Recent Advances in Engineering Functional Catalysts toward Multicomponent VOC Purification under Reality

Volatile organic compounds (VOCs) have caused serious harm to human health and the ecological environment. As a promising strategy, the catalytic oxidation of VOCs into harmless products such as H₂O and CO₂ has been widely employed. Although many catalysts have been developed for VOC decomposition, the design and synthesis of functional catalysts toward multicomponent VOC purification in industrial exhaust gas under reality remains a great challenge. In the actual vent, the composition of multicomponent VOCs is complex and impurities such as NO_x, SO₂, and H₂O are also present.
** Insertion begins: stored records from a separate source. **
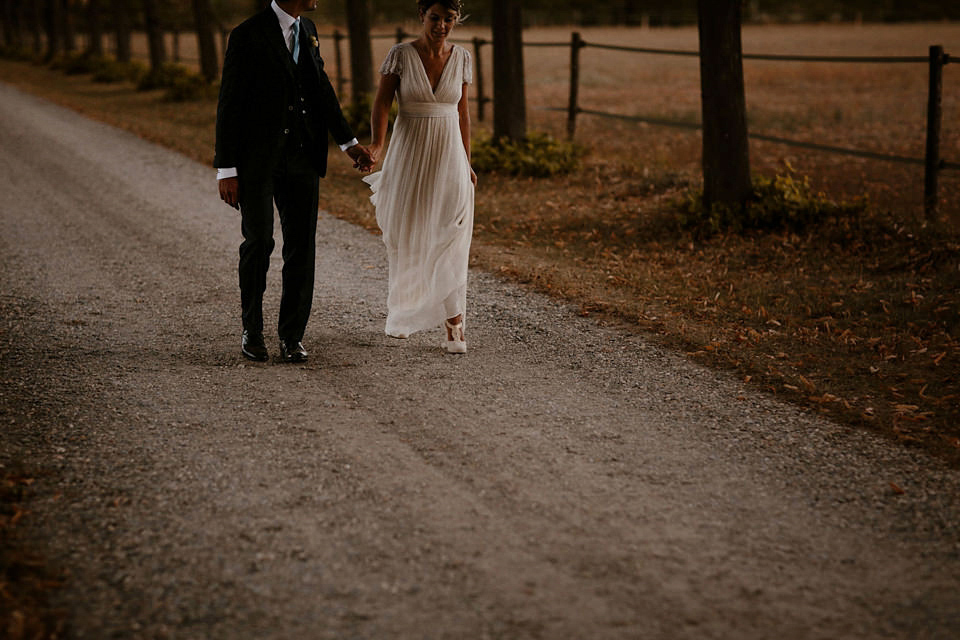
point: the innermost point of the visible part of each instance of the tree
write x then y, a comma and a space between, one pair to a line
121, 27
206, 40
158, 50
7, 16
52, 25
509, 99
94, 28
361, 56
726, 159
35, 15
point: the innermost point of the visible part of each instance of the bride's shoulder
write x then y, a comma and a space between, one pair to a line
393, 62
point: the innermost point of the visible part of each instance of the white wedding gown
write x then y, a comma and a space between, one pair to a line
424, 196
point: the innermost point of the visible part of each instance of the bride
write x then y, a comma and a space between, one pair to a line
424, 192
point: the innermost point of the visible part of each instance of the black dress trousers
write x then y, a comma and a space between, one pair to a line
294, 187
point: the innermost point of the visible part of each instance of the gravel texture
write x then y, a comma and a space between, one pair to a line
562, 480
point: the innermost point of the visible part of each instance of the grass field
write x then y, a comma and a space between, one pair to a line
858, 317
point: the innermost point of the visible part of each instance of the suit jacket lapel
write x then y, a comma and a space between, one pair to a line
274, 35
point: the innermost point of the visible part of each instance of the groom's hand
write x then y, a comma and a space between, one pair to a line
362, 158
230, 191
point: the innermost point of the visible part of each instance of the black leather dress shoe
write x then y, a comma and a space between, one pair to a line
253, 347
292, 351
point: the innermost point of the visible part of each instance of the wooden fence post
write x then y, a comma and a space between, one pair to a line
478, 63
576, 43
934, 118
338, 58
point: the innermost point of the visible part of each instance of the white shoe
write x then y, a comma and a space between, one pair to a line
459, 342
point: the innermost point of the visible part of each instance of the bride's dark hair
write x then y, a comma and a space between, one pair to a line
449, 5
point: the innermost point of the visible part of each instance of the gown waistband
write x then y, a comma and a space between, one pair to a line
428, 110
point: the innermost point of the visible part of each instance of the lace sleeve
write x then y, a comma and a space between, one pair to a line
392, 64
467, 67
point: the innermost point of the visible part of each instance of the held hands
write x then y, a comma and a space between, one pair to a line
230, 191
363, 158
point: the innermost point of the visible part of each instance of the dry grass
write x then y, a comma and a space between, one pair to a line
858, 318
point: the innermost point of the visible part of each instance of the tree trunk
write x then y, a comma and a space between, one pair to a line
726, 158
206, 40
121, 27
361, 56
509, 99
158, 50
94, 28
6, 17
35, 13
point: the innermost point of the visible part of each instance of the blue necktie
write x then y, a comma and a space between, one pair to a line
296, 40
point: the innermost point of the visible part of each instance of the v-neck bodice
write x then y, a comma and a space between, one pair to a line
404, 61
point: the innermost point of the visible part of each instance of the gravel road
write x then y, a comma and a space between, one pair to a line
562, 480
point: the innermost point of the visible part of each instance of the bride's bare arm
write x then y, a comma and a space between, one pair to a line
381, 111
463, 107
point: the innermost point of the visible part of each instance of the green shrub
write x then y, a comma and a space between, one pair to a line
191, 86
358, 116
110, 70
75, 63
163, 78
784, 202
538, 156
21, 53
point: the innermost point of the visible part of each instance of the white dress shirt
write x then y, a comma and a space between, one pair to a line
287, 25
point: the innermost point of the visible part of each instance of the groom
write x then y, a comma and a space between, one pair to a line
275, 111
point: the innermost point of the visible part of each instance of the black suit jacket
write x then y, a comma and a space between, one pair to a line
258, 99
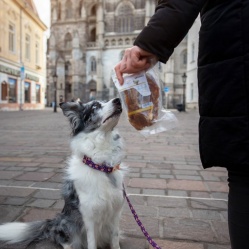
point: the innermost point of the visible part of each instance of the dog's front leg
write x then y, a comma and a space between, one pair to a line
90, 233
115, 233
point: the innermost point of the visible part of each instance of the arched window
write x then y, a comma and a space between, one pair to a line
4, 90
69, 9
93, 65
125, 19
80, 8
94, 11
193, 52
120, 42
106, 42
93, 35
68, 41
59, 11
121, 55
183, 58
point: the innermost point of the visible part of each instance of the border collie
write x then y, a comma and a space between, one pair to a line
93, 199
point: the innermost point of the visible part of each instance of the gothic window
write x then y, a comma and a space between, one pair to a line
120, 42
27, 47
12, 90
69, 9
38, 93
80, 8
125, 18
59, 11
93, 35
4, 90
93, 11
27, 92
121, 55
93, 65
37, 50
183, 58
68, 41
193, 52
12, 37
106, 42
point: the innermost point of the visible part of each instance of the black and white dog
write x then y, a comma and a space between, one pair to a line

Traditional catalysts often suffer from poor stability, deactivation by impurities, and inefficient oxidation of complex VOC mixtures in industrial settings. Addressing these challenges requires a deeper understanding of the fundamental mechanisms and advanced catalyst design strategies. Therefore, elucidating the mechanism of multicomponent VOC oxidation and revealing the influential behavior of impurities are urgently required to guide researchers on how to synthesize effective and stable catalysts proactively for multicomponent VOC purification under reality. Accordingly, this review systematically summarizes the recent advances in the engineering of highly active and durable catalysts for the oxidation of multicomponent VOCs. The experimental and theoretical studies revealing the mixing effects occurring in the catalytic oxidation process of multicomponent VOCs are also highlighted. Further development of and research on catalysts to be adopted in multipollutant controlling are proposed. This review can help researchers to better understand the catalytic elimination of multicomponent VOCs and provide a great foundation for future design and practical industrial application of VOC oxidation catalysts.